Is there a way to enforce that a set of points are assigned to the same class when clustering in sklearn or other clustering library?

I would like to use one of sklearn's clustering algorithms but with the restriction that certain sets of points must belong to the same class. For instance, given the set of points below I would like to enforce that all red points belong to the same class and all blue points belong to the same class. I would also like it so that red and blue points can belong to the same class.
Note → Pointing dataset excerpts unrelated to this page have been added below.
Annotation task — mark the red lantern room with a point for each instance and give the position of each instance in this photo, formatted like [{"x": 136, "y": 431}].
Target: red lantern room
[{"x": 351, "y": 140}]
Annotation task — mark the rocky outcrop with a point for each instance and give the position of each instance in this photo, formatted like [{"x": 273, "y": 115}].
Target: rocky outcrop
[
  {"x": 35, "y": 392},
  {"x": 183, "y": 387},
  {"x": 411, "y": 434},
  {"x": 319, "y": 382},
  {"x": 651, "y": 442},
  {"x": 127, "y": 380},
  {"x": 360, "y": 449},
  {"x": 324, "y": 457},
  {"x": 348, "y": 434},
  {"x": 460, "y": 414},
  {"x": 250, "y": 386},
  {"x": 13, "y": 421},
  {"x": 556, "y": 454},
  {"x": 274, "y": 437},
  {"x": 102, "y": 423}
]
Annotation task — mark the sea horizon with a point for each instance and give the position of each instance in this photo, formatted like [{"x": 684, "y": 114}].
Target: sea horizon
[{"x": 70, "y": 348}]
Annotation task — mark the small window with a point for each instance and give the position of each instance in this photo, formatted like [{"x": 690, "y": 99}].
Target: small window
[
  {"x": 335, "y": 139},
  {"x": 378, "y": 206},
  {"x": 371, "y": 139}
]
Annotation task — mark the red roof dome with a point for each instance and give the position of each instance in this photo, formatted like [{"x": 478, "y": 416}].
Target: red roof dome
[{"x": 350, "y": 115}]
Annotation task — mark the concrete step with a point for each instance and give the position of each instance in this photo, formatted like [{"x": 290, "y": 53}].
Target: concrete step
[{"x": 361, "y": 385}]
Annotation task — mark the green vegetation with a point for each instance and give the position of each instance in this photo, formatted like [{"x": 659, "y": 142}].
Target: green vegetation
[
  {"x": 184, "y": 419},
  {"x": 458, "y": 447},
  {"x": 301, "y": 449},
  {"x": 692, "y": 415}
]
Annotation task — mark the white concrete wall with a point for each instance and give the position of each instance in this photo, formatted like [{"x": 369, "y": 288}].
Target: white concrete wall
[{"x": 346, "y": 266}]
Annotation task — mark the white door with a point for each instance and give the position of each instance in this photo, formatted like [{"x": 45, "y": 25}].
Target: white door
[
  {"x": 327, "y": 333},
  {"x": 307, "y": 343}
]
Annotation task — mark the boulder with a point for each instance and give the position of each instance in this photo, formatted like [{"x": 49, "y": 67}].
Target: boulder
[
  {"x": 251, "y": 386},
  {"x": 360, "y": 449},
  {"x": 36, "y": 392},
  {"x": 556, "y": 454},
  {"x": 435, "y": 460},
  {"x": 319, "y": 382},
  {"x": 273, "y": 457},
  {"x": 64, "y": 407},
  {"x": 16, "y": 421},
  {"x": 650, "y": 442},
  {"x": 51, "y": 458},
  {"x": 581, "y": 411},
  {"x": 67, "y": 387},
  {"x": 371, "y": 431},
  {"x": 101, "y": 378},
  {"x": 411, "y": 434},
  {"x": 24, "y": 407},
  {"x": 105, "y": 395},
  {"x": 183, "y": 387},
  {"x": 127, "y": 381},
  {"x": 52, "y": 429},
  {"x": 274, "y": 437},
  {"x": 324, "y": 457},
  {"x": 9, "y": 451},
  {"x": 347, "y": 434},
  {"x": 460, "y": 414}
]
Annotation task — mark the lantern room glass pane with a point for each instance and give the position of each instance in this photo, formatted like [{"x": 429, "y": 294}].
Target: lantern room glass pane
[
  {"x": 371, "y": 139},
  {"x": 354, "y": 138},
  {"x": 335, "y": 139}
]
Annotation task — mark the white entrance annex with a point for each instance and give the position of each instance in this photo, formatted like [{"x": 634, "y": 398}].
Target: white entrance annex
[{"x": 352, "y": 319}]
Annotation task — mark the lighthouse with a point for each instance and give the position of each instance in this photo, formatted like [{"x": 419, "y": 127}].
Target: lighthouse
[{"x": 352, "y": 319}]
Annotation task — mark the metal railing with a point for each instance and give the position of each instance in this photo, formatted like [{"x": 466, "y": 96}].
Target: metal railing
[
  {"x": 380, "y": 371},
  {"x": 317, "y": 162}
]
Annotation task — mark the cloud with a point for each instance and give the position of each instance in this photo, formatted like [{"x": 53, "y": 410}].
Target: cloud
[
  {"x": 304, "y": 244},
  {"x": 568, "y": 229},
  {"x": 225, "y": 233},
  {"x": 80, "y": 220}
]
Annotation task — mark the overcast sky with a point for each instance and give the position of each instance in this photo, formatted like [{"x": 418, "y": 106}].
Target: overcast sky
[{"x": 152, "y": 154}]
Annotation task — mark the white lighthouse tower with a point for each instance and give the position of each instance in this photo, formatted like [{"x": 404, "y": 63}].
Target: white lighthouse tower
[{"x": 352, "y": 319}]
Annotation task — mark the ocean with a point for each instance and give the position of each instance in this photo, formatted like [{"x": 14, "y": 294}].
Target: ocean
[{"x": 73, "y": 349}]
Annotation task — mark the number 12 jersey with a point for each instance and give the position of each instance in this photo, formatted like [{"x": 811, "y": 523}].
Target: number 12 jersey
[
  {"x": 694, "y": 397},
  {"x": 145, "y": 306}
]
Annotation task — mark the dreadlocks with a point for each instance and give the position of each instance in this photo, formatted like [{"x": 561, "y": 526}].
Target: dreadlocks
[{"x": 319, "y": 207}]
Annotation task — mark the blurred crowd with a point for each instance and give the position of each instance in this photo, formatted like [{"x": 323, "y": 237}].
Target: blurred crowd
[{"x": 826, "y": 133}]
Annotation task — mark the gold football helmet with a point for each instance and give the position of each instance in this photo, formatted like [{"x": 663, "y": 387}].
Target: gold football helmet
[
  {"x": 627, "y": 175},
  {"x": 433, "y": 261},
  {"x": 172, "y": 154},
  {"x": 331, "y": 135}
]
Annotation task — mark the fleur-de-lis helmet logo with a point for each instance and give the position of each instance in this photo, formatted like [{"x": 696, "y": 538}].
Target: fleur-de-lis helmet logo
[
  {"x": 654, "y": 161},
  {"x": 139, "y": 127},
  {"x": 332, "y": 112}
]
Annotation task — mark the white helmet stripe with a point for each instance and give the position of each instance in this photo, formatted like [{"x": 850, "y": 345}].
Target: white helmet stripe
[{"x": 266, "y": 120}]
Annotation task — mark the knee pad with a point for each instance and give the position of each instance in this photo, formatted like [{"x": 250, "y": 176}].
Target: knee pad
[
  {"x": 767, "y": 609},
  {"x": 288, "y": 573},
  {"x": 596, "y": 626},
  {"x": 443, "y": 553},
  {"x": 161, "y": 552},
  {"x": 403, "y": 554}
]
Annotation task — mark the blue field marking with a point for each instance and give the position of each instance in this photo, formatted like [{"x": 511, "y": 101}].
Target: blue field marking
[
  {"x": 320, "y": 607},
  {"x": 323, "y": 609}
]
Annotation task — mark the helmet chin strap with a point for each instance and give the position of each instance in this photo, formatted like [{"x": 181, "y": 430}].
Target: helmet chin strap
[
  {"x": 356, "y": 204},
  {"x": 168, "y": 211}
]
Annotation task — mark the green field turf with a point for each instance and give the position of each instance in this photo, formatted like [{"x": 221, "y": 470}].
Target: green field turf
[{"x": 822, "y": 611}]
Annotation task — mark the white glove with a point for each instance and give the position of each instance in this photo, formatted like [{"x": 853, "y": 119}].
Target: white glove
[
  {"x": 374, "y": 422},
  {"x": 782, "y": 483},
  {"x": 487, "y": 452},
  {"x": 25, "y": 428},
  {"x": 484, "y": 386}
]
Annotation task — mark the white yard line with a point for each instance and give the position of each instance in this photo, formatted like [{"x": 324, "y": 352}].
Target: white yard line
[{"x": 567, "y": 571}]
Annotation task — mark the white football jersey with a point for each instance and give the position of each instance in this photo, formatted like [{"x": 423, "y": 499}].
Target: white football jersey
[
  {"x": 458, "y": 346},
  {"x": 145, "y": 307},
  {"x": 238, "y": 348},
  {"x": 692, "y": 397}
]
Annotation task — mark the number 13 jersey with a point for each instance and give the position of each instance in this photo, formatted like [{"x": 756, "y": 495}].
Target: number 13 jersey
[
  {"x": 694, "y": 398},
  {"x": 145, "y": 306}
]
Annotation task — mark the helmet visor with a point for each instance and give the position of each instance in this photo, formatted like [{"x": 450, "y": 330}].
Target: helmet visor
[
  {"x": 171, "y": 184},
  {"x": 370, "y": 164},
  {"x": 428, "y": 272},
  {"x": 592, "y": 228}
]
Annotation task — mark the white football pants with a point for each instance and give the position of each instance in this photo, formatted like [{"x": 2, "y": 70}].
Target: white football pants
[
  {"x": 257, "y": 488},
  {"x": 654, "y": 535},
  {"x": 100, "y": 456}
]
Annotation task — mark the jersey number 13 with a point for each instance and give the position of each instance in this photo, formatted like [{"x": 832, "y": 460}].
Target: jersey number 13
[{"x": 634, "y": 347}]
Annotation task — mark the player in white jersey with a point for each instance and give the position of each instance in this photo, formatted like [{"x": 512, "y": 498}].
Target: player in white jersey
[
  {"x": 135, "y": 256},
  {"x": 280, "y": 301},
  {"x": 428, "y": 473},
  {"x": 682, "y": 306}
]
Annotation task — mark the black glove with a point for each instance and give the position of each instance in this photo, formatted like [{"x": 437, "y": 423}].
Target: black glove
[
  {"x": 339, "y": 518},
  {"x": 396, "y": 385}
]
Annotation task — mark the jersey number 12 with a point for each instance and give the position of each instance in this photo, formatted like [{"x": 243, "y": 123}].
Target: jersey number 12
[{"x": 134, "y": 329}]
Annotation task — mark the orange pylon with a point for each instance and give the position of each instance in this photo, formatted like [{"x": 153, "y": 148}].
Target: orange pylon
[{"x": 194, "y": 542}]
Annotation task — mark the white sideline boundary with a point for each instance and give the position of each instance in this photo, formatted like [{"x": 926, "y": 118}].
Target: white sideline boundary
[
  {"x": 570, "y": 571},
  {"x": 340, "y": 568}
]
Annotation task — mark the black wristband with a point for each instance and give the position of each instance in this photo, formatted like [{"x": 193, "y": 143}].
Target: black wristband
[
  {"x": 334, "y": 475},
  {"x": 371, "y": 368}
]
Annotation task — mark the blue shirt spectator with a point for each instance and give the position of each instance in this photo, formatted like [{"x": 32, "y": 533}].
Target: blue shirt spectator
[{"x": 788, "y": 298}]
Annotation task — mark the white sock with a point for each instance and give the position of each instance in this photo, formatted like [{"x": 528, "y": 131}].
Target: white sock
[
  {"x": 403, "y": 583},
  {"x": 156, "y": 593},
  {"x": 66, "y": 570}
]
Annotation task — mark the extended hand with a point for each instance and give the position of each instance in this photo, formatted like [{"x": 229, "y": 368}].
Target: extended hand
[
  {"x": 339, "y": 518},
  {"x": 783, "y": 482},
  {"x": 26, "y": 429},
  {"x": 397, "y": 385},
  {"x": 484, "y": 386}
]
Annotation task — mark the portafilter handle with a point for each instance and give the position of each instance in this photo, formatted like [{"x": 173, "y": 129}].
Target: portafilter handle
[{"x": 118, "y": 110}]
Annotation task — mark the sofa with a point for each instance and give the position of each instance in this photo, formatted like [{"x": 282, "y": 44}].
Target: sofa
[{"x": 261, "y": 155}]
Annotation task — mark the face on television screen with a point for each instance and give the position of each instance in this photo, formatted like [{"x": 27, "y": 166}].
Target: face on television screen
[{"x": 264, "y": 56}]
If this is not possible in sklearn I am also open to using other libraries.

Clustering with some points prespecified


Solution 1:

The name for this is "constrained clustering," which is a family of semi-supervised clustering approaches in which a user can also supply constraints as:

  1. Must Link - two nodes must belong to the same cluster
  2. Cannot Link - two nodes cannot belong to the same cluster

There's an implementation of the COP-KMeans algorithm, which provides an API like this:

import numpy
from copkmeans.cop_kmeans import cop_kmeans
input_matrix = numpy.random.rand(100, 500)
must_link = [(0, 10), (0, 20), (0, 30)]
cannot_link = [(1, 10), (2, 10), (3, 10)]
clusters, centers = cop_kmeans(dataset=input_matrix, k=5, ml=must_link,cl=cannot_link)

Solution 2:

One possible solution which should work for any library is to define a "superpoint" for the blue cluster and another for the red cluster.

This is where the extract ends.